By Vicki Lopez-Kaley (Meatless) on Monday, March 6th 2023

Makes 6 servings

10 large eggs
5 T heavy cream, half-and-half or whole milk
3/4 tsp salt
1/4 tsp fresh ground black pepper
1 C (4 ounces) shredded cheese, like cheddar or Fontina
1 T olive oil
1 1/2 C vegetables total
*Choose 2 or 3, such as onion, mushrooms, diced peppers, zucchini, small cooked broccoli florets, potatoes or carrots. May be raw, fresh or cooked leftovers.
1 1/2 C packed baby spinach (optional)
*If using frozen veggies, thaw and squeeze the moisture out.
Chopped or torn fresh herbs like parsley, chives or dill (optional).
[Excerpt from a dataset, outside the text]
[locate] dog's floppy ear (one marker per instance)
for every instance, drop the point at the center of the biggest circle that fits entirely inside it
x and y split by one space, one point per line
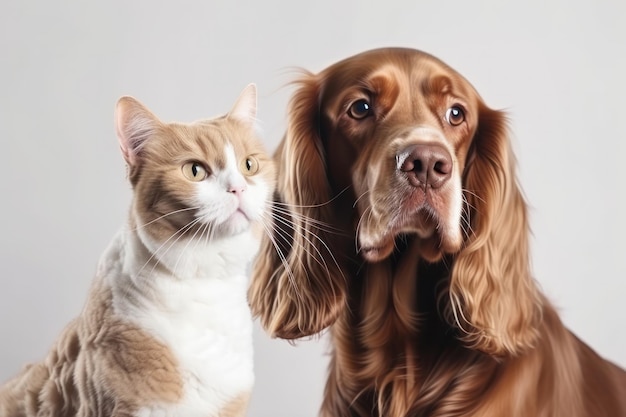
494 299
297 287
  1. Heat oven to 350 degrees Fahrenheit.
  2. In a medium bowl, whisk eggs with cream, 1/2 tsp of the salt, pepper and cheese.
  3. Heat olive oil in an oven-safe 10-inch skillet on medium high heat. (Non-stick or a well-seasoned cast iron pan are best).
  4. Add vegetables (except spinach). Cook, stirring every once in a while until the they are soft and have a little bit of color; about 5 minutes.
  5. Season with 1/4 tsp of salt, then add the spinach. Toss the spinach around the pan until it’s slightly wilted and bright green.
  6. Whisk egg mixture once more, then pour into the skillet. Move the pan back and forth to distribute the egg around the vegetables. Stir and cook until edges start to pull away from the pan, 5-7 minutes.
  7. Slide the skillet into the preheated oven. Bake for 16-18 minutes, until the eggs are barely set and the frittata trembles — like jello — when you give the pan a gentle shake. Keep an eye on it as it bakes and check the frittata a few minutes before it’s supposed to be done.
  8. Serve hot or cold with fresh herbs on top.
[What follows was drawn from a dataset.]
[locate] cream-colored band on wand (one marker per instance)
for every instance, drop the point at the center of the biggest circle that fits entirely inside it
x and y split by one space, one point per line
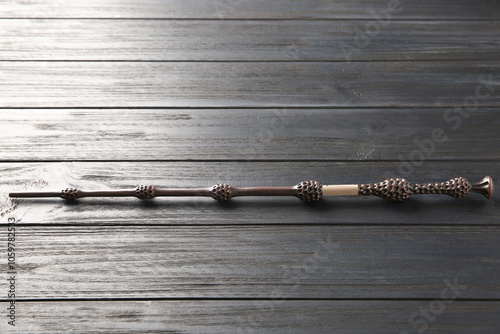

Frittata is good for breakfast, lunch or dinner and a great way to use whatever veggies you have on hand or leftover pasta. It’s easier than quiche, but may take practice to get it set how you like it!
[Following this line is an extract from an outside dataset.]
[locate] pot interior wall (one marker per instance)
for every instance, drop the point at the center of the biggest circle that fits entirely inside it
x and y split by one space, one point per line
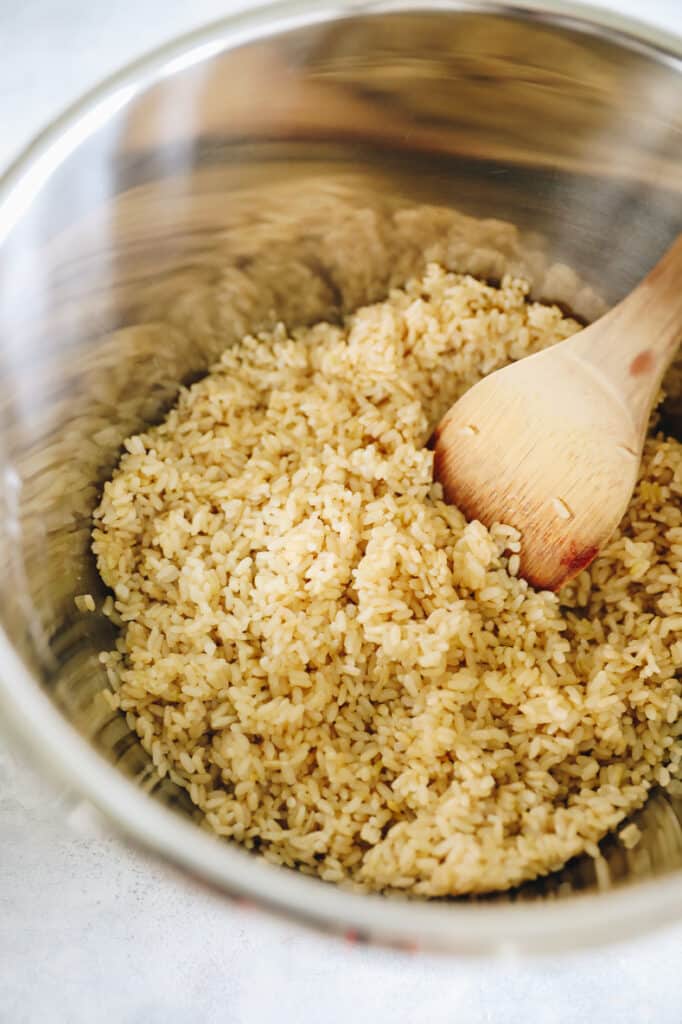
296 178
My Italian heritage is the source of this family favorite. My grandmother made it completely on the stovetop, using a big Rubbermaid spatula to slowly ease cooked eggs to the center without scrambling them. She could flip the whole thing in the pan, to get both sides cooked perfectly. This was not genius, just experience! (She’d been learning to cook since she was eight!) Does she sound like a grandma or great-grandma in your ancestry? What meatless dishes come to you from your food heritage? We’ll be sharing some this Lent!

About the price of eggs:
Eggs have long been an economical source of protein and remain so, even in with the prices we’ve seen in the last year. “The average price of a dozen eggs goes up and up and that’s for the cheapest kinds” says Marion Nestle, author of Food Politics.  Egg prices now may show signs of coming down.  As of February 24, 2023 the average price was $2.45 a dozen

Reasons for high egg prices are listed by the New York Times as follows, according to Nestle, dietician, author and public health and food systems expert:

  • Inflation
  • The war in Ukraine
  • Higher feed costs
  • Higher energy costs (those hens have to be kept warm)
  • Avian flu (44 million hens died or were killed)
  • Higher-than-normal demand
  • “It could get worse.” Nestle continues. “Avian flu infects animals as well as birds and could infect us. How’s that for a cheery thought? Small egg farms, anyone?”

Seriously, do any of you get eggs from a local organic free-range egg farmer? It makes sense for the animals, our environment, the local economy and the taste!